Monday, May. 15, 1950
"Everything So Perfect"
"Here," beamed moonfaced Conductor Fritz Busch, "is everything so perfect . . . If we miss a note now & then, is that so important? What counts is the enthusiasm." At Cincinnati's 38th biennial May Music Festival, famed Metropolitan Opera Conductor Fritz Busch was getting just about all the enthusiasm he could handle, and he enjoyed every decibel of it.
For some of the festival's choral numbers, he had assembled 1,800 singers, including some 600 children. Once the enthusiasm had to be coaxed out of the kids. Rehearsing Benjamin Britten's Spring Symphony, Busch urged the boys to make their whistling less "polite"; he promptly got a resounding wolf whistle, and smiled his appreciation. Said he: "They know their stuff. I bring it out of them."

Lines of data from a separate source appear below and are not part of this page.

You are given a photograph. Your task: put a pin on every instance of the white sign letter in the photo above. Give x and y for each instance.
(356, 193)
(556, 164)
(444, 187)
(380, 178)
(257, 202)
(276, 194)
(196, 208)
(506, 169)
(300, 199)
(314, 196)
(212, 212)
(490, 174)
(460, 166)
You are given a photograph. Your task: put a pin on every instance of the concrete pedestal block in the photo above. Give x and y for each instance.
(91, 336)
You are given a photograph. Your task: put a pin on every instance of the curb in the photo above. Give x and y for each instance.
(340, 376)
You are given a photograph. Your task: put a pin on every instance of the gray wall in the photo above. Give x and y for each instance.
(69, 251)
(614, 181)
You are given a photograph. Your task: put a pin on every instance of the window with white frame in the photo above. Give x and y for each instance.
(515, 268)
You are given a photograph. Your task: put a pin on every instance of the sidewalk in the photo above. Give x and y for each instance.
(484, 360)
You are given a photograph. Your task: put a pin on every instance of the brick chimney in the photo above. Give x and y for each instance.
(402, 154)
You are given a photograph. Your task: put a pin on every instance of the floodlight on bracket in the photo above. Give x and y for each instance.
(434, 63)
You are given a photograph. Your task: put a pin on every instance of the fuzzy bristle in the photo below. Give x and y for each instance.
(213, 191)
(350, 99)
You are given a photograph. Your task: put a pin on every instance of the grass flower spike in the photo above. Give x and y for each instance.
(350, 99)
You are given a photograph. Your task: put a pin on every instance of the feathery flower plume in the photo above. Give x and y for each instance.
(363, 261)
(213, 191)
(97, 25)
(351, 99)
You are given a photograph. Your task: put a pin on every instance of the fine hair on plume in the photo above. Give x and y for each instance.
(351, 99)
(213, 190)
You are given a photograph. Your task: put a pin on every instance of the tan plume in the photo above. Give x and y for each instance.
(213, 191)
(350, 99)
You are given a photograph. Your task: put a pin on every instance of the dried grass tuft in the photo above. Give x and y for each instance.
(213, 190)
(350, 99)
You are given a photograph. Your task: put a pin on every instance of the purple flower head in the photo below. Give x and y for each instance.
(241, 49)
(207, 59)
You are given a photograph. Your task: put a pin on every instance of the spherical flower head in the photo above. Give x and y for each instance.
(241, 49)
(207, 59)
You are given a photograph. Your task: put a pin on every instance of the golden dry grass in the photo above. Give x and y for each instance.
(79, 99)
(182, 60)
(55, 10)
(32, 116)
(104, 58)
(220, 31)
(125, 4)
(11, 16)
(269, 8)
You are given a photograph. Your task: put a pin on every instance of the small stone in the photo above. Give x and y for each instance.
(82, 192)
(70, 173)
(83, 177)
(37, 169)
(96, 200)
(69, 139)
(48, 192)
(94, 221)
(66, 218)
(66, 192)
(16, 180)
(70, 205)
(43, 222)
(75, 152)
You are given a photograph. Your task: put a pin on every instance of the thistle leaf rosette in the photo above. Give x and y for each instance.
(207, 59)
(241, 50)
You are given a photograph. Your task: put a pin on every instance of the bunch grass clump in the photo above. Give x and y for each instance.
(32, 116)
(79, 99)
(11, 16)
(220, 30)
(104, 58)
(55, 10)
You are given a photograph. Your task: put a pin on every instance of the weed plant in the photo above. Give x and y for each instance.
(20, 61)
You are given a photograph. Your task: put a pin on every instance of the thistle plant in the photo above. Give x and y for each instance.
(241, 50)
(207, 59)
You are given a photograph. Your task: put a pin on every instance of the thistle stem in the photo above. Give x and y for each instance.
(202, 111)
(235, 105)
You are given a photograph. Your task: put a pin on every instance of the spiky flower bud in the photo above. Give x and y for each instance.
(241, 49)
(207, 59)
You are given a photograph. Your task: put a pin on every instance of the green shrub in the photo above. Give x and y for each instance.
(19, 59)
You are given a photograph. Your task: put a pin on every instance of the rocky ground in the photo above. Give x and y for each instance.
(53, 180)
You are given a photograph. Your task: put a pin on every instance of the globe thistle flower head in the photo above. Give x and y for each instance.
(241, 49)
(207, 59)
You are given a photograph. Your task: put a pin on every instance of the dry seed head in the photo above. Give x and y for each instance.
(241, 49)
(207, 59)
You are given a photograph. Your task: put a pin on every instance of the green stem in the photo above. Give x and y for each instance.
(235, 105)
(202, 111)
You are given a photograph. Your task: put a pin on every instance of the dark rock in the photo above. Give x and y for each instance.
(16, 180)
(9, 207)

As they have since the 1870s, music-loving Cincinnatians packed the flower-banked Music Hall (capacity 3,500) to hear and applaud everything. They got no beer & pretzels program from Busch. In five days and five concerts, he offered them dumpling-heavy portions of the music he loves best: Bach, Bruckner, Mahler Mozart, Verdi (the Requiem), Wagner. On the last night, the audience in the Music Hall stood up to close the festival by roaring out the "Hallelujah Chorus" from Handel's Messiah.
Said 60-year-old Fritz Busch, who had rehearsed his singers and players within an inch of their lives, "Yah, it's lots of work. But it's marvelous." One thing that delighted him was the fact that "this year we had 13 soloists and nine of them are American-trained. That couldn't have happened 25 years ago. It shows what festivals like this are doing."
Even more heart-warming to Conductor Busch, who 17 years ago took a stand against Hitler and consequently lost his job at the Dresden Opera, was the fact that in Cincinnati he found "community expression in the best sense of the word. Boys & girls, old ones and young ones, even the little kids, all join together and they don't bother about the races. Yah," says Fritz Busch, "it is great."